Jack Saddleback

You don't know Jack

A lot of people know Jack Saddleback. They know he is a Cree man studying sociology. They know he is a two-spirit, transgender gay man. And as of March 26, they know he will be the new University of Saskatchewan Students’ Union (USSU) president. But there is more to Saddleback than that.

He's the third First Nation, but first transgender USSU president

Saddleback is the third Aboriginal president in a row, following Jared Brown and Max FineDay.

"It's important to celebrate these milestones as a campus community," said Saddleback. "I happen to be First Nation and openly transgender, but we are all diverse and unique individuals."

He likes Huskies more than all cats … except one

"I grew up with a wolf-husky cross named Princess," said Saddleback, who was raised in Samson Cree Nation in Maskwacis, Alberta. "I definitely like dogs more than cats, except The Lion King is my favourite movie."

Not only did he grow up with a princess, he also met the Queen

"Not a lot of people know that I met the Queen. I was one of a few people who got the chance to present her with some artwork at a cornerstone-unveiling event at the Canadian Museum of Human Rights."
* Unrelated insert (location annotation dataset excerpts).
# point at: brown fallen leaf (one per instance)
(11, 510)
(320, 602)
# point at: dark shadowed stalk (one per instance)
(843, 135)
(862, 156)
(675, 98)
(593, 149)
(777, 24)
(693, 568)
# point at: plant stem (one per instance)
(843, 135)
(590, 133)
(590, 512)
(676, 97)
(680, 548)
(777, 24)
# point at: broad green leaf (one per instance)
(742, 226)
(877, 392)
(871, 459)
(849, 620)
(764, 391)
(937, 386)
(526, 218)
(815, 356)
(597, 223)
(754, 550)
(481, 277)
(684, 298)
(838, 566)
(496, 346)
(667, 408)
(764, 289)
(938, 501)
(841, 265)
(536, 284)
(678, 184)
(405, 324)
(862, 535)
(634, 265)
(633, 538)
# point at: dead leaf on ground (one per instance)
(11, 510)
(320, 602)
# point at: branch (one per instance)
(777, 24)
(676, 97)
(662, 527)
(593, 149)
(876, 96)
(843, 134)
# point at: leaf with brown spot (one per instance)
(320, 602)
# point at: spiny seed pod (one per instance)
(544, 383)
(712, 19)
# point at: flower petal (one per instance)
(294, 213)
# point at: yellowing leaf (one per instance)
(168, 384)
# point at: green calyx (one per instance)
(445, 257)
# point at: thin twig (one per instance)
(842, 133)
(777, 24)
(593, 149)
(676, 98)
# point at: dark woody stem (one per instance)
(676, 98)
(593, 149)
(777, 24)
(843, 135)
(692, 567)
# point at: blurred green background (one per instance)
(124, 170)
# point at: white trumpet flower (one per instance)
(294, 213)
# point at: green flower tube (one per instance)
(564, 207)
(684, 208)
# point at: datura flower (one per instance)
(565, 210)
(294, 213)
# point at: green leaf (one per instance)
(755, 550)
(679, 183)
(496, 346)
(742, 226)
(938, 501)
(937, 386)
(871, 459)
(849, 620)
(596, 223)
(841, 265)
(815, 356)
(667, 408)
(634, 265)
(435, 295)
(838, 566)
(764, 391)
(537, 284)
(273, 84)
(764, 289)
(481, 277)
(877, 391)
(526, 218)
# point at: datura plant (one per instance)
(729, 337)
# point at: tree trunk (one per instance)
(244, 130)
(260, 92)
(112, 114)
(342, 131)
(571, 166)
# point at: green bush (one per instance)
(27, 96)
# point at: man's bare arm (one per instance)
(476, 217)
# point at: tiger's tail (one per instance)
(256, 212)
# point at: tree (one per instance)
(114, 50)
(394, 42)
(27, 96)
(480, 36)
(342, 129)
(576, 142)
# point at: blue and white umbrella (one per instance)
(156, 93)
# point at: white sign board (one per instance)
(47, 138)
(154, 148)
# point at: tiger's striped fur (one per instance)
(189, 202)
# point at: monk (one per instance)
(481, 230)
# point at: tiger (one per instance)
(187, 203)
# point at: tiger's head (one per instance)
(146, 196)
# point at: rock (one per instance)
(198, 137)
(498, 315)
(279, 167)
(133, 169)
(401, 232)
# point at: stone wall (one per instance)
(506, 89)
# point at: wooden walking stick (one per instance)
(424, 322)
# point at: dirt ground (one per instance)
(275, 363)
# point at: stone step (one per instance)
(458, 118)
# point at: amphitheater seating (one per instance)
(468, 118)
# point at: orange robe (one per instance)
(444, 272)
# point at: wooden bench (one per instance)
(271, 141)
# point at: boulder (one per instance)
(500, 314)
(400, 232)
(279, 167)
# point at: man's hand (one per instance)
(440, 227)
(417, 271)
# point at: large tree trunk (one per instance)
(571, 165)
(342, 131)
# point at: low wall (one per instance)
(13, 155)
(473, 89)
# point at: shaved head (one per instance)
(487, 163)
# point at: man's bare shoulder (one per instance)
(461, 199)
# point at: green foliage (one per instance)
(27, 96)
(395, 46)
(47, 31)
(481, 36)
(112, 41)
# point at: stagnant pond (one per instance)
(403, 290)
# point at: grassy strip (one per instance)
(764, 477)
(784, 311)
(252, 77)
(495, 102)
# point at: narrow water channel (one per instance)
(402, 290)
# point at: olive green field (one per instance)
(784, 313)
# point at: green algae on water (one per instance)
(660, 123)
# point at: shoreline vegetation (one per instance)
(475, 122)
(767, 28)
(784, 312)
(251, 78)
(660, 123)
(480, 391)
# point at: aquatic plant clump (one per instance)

He almost didn't run for president

"It took me quite a while to decide. I come from a number of marginalized groups and have faced a series of barriers, both external and internal. I was afraid and wasn't sure if the campus was ready for a First Nation, two-spirit, transgender president," said Saddleback, who was vice-president of student affairs this past year.

In the end he ran, and won. "Everyone has an identity. Mine just happens to be rarer than most. People didn't see me as a First Nation man or a trans man; they saw just a skilled, experienced and passionate individual."

He had a four-point platform

Saddleback is putting his passion, experience and skills behind a four-point platform that won him the election with more than 47 per cent of the votes. He stressed the importance of creating a mental health strategy for the campus.

"Mental health is a huge passion of mine and through my own experience with depression and suicide, I consider myself an advocate for change." Last year, he was named a Face of Mental Illness with the Canadian Alliance on Mental Illness and Mental Health, and shared his struggles and stories about mental illness across the country.

The U of S is one of the last U15 universities without such a strategy. "There are gaps and we need to bridge those gaps so that no one falls through and that means faculty and staff too. Our success as students relies on the well-being of the faculty and staff."

Another major issue for Saddleback is creating a sexual assault policy. "This is a huge issue across Canada and we are no different."

He wants to create concrete steps that can be followed by those reporting assaults and those receiving the reports. "We need to make it clear what steps will be taken and what the procedure going forward."

Saddleback's final two platform planks were about engagement, both with the student body on campus and the broader community off campus.

"We need to engage with students at all levels to find out what issues we can address." As for community engagement, he said he wants to make sure students know what funding is available to them to do even more community work.

He's not doing all of this alone

Joining Saddleback on the USSU executive are: Gabe Senecal, vice-president of academic affairs; Kehan Fu, vice-president of student affairs; and Ata Merat, vice-president of operations and finance.

"The exec is filled with amazing people with great skills. It's going to be a well-rounded team and I'm really stoked to get started."

He's looking forward to being on board

The USSU president has a seat waiting for him on the U of S Board of Governors and he is looking forward to occupying it. "But the board is like Las Vegas: what happens there, stays there," he said with a laugh.

Oh yeah, he doesn't like corn

"I don't like corn, but I do like popcorn. Corn on the cob is just not part of my gig, but it's a huge part of my culture."